Warnings related to plain text
- blank line in fill mode, using .sp
- (mdoc) The meaning of blank input lines is only well-defined in non-fill
mode: In fill mode, line breaks of text input lines are not supposed to be
significant. However, for compatibility with groff, blank lines in fill
mode are replaced with
sp
requests. - tab in filled text
- (mdoc, man) The meaning of tab characters is only well-defined in non-fill mode: In fill mode, whitespace is not supposed to be significant on text input lines. As an implementation dependent choice, tab characters on text lines are passed through to the formatters in any case. Given that the text before the tab character will be filled, it is hard to predict which tab stop position the tab will advance to.
- new sentence, new line
- (mdoc) A new sentence starts in the middle of a text line.
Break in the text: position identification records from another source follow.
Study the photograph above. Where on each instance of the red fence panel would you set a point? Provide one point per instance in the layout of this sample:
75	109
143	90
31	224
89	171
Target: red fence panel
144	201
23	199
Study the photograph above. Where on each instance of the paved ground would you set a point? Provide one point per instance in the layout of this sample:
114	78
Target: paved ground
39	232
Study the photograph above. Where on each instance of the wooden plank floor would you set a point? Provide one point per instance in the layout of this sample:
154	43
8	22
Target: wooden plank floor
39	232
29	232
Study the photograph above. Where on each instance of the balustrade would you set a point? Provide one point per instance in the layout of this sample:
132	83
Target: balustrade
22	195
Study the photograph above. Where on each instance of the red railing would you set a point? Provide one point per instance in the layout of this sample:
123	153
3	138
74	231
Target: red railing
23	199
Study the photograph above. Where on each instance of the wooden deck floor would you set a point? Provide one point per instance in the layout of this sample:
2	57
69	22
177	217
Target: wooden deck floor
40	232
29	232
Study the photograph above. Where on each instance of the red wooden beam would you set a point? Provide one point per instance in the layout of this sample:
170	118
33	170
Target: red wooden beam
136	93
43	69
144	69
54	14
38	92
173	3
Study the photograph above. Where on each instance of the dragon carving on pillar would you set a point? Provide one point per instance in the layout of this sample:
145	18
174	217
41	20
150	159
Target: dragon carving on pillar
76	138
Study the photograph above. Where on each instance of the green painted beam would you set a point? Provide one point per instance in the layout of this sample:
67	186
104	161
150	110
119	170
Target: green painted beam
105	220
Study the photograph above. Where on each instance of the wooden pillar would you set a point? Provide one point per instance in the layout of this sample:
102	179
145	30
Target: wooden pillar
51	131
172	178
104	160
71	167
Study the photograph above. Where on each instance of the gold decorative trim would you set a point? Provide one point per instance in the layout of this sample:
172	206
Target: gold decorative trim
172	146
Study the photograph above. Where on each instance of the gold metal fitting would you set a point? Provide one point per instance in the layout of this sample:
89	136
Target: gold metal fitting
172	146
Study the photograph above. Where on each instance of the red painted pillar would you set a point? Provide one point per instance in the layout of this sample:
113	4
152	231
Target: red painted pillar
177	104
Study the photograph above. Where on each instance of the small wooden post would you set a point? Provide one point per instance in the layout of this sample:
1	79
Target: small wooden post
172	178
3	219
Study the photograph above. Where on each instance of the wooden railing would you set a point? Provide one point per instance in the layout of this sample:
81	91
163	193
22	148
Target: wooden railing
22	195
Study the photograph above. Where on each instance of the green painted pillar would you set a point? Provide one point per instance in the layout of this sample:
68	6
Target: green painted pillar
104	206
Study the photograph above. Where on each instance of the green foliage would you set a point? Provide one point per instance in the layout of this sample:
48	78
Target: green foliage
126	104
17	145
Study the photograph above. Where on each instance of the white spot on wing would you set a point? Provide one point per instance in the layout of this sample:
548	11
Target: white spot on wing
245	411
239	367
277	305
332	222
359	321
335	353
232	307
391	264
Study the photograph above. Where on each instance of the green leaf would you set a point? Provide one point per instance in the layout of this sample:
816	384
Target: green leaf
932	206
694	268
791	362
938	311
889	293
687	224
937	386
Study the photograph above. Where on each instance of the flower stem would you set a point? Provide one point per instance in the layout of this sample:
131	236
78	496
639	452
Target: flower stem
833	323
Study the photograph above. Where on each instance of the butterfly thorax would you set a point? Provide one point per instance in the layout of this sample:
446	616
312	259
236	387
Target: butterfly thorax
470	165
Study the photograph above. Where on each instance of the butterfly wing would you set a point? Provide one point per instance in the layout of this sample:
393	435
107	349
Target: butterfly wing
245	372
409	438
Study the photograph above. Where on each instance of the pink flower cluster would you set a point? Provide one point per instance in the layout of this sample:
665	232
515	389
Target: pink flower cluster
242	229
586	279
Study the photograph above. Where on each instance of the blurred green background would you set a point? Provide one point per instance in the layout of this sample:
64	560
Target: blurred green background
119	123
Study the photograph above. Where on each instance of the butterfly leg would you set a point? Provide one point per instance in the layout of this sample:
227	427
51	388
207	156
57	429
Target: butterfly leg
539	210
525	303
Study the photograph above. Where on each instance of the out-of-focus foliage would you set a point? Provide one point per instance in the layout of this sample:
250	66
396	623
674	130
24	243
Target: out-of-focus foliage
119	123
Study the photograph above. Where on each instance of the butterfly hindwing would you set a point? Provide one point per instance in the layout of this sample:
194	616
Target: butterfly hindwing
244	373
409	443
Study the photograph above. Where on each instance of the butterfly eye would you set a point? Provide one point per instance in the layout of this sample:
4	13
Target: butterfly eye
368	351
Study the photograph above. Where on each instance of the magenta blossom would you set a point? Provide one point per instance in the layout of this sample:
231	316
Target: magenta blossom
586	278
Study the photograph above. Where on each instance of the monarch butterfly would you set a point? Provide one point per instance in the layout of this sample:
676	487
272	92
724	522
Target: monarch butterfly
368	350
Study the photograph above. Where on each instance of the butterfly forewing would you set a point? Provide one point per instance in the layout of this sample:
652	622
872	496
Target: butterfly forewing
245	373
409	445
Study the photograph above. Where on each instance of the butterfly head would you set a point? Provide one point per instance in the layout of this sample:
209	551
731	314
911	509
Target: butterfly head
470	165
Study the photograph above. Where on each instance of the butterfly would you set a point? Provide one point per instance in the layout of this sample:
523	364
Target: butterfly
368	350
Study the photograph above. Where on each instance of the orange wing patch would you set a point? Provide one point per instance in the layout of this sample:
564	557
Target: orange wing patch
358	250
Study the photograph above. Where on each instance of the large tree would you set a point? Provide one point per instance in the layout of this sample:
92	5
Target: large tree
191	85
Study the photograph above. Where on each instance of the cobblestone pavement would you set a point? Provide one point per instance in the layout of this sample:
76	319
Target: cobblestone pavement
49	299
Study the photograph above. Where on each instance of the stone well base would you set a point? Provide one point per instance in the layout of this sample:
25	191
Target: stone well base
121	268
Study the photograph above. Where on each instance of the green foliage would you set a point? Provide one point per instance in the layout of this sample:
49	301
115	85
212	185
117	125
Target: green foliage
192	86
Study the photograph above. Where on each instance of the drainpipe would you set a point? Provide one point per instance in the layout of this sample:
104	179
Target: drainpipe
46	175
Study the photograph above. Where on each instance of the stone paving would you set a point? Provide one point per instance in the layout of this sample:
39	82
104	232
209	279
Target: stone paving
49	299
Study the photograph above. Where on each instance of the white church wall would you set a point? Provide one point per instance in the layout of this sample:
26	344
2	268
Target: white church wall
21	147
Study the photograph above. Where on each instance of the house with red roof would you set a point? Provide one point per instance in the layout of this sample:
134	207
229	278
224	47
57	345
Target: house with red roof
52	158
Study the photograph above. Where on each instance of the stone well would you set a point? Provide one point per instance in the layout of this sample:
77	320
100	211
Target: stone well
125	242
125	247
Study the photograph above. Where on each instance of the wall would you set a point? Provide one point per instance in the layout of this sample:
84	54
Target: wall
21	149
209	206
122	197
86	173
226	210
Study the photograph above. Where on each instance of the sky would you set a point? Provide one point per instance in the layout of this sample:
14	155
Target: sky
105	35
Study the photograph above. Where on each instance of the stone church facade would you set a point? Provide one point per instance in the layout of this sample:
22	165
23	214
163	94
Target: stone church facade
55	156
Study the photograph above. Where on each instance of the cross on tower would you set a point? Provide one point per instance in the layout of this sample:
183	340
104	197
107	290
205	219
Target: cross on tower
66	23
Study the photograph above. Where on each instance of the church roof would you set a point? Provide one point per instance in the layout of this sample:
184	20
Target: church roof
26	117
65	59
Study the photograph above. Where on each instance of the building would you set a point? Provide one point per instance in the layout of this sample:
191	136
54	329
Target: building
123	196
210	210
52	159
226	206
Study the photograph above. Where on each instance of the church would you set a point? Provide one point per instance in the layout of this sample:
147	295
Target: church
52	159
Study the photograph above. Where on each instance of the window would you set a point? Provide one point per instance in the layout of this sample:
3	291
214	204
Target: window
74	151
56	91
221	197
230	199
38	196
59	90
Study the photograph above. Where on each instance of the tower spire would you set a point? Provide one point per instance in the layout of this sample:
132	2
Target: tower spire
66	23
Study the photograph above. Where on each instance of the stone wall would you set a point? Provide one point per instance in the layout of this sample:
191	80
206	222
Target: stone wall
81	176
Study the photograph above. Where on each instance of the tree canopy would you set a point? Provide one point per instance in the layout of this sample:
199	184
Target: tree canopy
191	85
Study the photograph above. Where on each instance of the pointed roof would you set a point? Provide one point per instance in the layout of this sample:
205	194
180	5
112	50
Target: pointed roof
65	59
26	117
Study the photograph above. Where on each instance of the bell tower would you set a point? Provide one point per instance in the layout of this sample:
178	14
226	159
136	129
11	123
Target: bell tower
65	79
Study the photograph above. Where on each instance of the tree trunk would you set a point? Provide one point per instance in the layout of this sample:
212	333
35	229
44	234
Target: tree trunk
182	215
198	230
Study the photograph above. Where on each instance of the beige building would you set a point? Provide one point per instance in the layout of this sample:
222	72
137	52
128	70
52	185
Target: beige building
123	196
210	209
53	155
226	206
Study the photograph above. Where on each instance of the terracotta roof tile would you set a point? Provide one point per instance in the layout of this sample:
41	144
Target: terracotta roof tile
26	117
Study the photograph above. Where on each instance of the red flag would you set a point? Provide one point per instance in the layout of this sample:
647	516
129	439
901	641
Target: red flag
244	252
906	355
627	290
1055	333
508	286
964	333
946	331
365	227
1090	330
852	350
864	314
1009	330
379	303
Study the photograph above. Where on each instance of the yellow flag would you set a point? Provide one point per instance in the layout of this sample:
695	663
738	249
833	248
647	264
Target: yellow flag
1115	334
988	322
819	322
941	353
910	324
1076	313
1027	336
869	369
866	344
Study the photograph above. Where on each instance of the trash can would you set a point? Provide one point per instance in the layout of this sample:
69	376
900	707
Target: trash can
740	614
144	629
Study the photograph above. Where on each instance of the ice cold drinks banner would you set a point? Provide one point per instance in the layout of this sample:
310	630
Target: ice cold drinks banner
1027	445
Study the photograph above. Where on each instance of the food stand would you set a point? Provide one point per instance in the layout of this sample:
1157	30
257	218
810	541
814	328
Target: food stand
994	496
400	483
Start it on a new input line to help formatters produce correct spacing.
- invalid escape sequence
- (roff) An escape sequence has an invalid opening argument delimiter, lacks
the closing argument delimiter, or the argument has too few characters. If
the argument is incomplete,
\*
and\n
expand to an empty string,\B
to the digit ‘0’, and\w
to the length of the incomplete argument. All other invalid escape sequences are ignored. - undefined string, using ""
- (roff) If a string is used without being defined before, its value is implicitly set to the empty string. However, defining strings explicitly before use keeps the code more readable.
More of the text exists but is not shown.